I 1BM mine but would be interested to know if many do 2BM; when I take the sponge out of the bucket it's clean enough for me. The ONR's sposed to make the water keep hold of the particles no?


----------



## gkerr4 (Oct 27, 2005)

i don't bother with the pre-sprays either - it's just a costly waste of time - the instructions don't ask for it and the product doesn't need it - just 1oz of product in 2US gallons of water - great product and medium car (3-series estate) done in about 15 - 20mins in total!
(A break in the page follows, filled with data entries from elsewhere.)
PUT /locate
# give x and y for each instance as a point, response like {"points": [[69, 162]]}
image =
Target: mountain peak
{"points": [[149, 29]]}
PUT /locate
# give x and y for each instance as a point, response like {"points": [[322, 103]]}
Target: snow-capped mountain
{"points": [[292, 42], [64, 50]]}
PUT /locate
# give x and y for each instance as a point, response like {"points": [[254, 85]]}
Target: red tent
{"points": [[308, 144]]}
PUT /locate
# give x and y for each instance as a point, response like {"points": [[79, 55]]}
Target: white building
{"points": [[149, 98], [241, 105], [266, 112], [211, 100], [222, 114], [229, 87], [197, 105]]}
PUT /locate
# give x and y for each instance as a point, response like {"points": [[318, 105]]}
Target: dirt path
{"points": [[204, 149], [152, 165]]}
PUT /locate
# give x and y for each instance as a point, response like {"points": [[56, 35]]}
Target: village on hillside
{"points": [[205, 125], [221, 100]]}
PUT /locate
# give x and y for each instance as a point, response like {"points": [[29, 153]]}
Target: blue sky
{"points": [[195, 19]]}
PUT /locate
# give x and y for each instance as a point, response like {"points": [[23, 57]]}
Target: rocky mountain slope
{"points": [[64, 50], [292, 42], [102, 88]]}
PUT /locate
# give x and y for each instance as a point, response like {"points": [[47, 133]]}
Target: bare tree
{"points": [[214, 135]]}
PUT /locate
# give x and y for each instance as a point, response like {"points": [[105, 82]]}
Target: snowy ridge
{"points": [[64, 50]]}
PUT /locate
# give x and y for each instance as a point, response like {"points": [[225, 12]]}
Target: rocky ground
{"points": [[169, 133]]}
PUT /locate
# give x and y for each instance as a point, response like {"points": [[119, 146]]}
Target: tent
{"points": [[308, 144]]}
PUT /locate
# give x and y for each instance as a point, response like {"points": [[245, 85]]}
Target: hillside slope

not so easy to do the wheels - but wiping with the sponge and rinsing with a little cold water in another bucket does the job - might try the waterring can idea actually - thats a good one.


----------



## E38_ross (May 10, 2010)

Stevoraith said:


> Ross, what type of MF cloth do you use? A fancy plush one or just the cheap type? May give that a go if I can't get on with the sponge.
> 
> Any further hints and tips would be welcomed, keep them coming :thumb:


i use these ones and found they're fine

http://www.cleanyourcar.co.uk/microfibre-cloths/ultra-fine-buffing-towels-pkg/2/prod_192.html

they're now sold as red, not pink  i do use a super plush jobby for drying though 

i think they plush ones are better for drying, rather than for their cleaning ability, at least in my personal experience. i DO bother with a pre-wash. make the water reasonably warm (not hot, as this may harm waxes/sealants etc) and spray on reasonably concentrated solution. i use one of the hand-held pressure sprayers. do the whole car then wait couple of minutes before starting on 1st panel (usually the roof!) before starting my way around the car.

it takes time, practice and frustration. just bear with it. for the most part, it'll come up well. for really stubborn marks it won't work too well, but neither will normal shampoo.

remember, it'll kill normal beading/sheeting as it leaves a layer behind. your wax/sealant will still be underneath though.


----------



## Lowiepete (Mar 29, 2009)

gkerr4 said:


> i don't bother with the pre-sprays either - it's just a costly waste of time


Sorry, but that advice is just plain wrong. Just taking your own point, name 
any car shampoo that in essence describes a 2 bucket method for washing 
on its instructions. Several well-respected people here have advocated the 
pre-spray, and with very good reason.

From my experience with every Optimum product I have tried the whole ethos
behind their existence is to make the product do the work. OCW and OOS are 
two good examples of this, with the latter being so easy to apply it makes you
wonder why you'd bother with anything else.

ONR is not an exception to this. As a person with very limited motor function,
the _fact_ that ONR does most of the the work, provided that you let it, has 
been a tremendous boon for me. When I first tried it around 2 years ago, I 
tried all sorts of experiments and it wasn't long before the spray - dwell - 
wipe maxim became my mantra. Far from the pre-spray being either a waste
or indeed expensive, it will do away with over 60% of the effort and will
entirely eliminate the need for any rubbing.

All the advice that I've offered on here has been an extension of that given
by people with far more experience than I. It would not occur to me to write
off their advice with such a cavalier and frankly very risky approach.

Regards,
Steve


----------



## umi000 (Jan 14, 2011)

Just noticed you used a dilution of 400:1 - the manufacturer recommended dilution is 1 oz per 2 US gallons, which comes out to 256:1.


----------



## gkerr4 (Oct 27, 2005)

fair enough steve, i'm not "writing off" anyone elses advice - cavalier or otherwise - just stating my opinion.

i think that the pre-soak is a costly waste of time. ONR used as directed is an awesome quick-washing solution. 

however...
I wouldnt necessarily want to use it on a proper 'dirty' car, i'd wash that using more regular products involving pre-soaking, washing and rinsing. but on a weekly wash in good weather, ONR as directed is just fine for me.


----------